Prosegue l’attività di formazione e informazione che Opi Ancona, Ordine delle Professioni Infermieristiche della Provincia di Ancona, sta portando avanti nelle scuole e destinati non agli studenti ma ai docenti ed al personale ATA. Al Liceo “Da Vinci” di Jesi oltre 100 sono stati i partecipanti che volontariamente hanno presenziato alla lezione: “Formazione infermieristica per una scuola sicura: Epilessia e Primo Soccorso a scuola”. L’incontro formativo tenuto per conto di Opi Ancona dalla Dott.ssa Annamaria Frascati, dal Dott. Antonio Tenace e dal Dott.
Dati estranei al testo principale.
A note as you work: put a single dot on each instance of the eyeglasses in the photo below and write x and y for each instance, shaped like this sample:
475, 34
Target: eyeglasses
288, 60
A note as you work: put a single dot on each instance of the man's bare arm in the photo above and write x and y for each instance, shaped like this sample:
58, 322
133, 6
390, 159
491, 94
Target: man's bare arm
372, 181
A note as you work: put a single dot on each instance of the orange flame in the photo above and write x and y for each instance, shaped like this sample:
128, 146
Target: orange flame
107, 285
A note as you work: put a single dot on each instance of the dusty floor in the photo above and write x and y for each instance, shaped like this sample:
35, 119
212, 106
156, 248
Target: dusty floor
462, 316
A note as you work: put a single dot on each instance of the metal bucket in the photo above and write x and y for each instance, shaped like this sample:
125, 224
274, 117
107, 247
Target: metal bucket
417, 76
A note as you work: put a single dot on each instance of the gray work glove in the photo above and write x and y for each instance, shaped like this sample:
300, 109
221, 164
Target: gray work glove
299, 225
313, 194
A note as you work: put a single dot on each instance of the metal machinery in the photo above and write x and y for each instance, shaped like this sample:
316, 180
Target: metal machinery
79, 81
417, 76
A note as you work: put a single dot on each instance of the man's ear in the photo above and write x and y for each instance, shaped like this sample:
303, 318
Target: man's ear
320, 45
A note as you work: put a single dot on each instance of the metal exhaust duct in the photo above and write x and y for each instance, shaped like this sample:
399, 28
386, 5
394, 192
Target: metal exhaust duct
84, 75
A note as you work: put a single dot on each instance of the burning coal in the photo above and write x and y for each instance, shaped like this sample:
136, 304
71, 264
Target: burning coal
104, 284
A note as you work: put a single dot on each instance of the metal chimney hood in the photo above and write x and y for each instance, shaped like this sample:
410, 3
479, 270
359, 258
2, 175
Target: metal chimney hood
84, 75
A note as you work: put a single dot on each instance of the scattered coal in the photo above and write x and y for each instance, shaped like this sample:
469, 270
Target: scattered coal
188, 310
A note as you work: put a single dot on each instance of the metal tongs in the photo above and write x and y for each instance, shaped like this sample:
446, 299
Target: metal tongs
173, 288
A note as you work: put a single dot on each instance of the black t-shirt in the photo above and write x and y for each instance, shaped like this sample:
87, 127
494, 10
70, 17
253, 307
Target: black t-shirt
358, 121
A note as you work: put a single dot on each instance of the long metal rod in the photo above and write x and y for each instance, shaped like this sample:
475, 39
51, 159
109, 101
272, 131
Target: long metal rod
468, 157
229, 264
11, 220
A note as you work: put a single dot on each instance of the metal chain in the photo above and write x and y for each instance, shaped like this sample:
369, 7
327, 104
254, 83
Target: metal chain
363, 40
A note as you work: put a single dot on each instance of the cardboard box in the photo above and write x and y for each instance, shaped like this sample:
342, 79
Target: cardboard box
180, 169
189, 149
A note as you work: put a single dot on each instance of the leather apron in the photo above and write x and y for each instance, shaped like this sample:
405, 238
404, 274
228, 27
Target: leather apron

Simone Angeletti ha illustrato i comportamenti corretti da adottare in caso di crisi epilettiche negli studenti o anche altre situazioni che la scuola è chiamata ad affrontare nei confronti degli alunni con varie patologie come il diabete.

“Attraverso una corretta formazione e informazione – spiega Giuseppino Conti, Presidente di Opi Ancona – intendiamo fornire agli insegnanti e al personale ATA conoscenze pratiche e aggiornate per affrontare in modo tempestivo e sicuro eventuali episodi di crisi epilettiche e non solo, garantendo così la tutela della salute e della sicurezza degli studenti”. L’evento simile già tenutosi a Loreto ha raggiunto Jesi e proseguirà in altri istituti superiori della provincia.

“Siamo piacevolmente sorpresi dall’interesse, l’attenzione e il senso di responsabilità che dimostrano i dirigenti scolastici, gli insegnanti e il personale nel richiedere di prevedere e poi di partecipare ad una lezione su queste tematiche – dice Annamaria Frascati che in seno al consiglio direttivo di Opi Ancona ha la delega alla formazione – ma le presenze all’evento di Jesi ci hanno davvero stupito e fanno ancora una volta capire quanto ci sia bisogno di queste iniziative”.

Gestire le emergenze sanitarie a scuola, conoscendo meglio una malattia ancora poco nota come l’epilessia e l’impatto anche psicologico sugli altri studenti che assistono ad episodi acuti da parte di un compagno di classe durante le ore di permanenza in classe non è facile e dedicare alcune ore del proprio tempo libero significa che c’è voglia di offrire un servizio ai ragazzi e alle famiglie non solo sotto l’aspetto formativo, che è quello primario, ma anche di assistenza a 360 gradi.

“Alla fine dell’evento abbiamo somministrato un questionario anonimo nel quale – aggiunge Annamaria Frascati – il 98% dei partecipanti ha dichiarato formalmente che raccomanderebbe il corso ai propri colleghi. Per questo è utile prevedere altri appuntamenti ai quali risponderemo con grande sollecitudine ed entusiasmo”.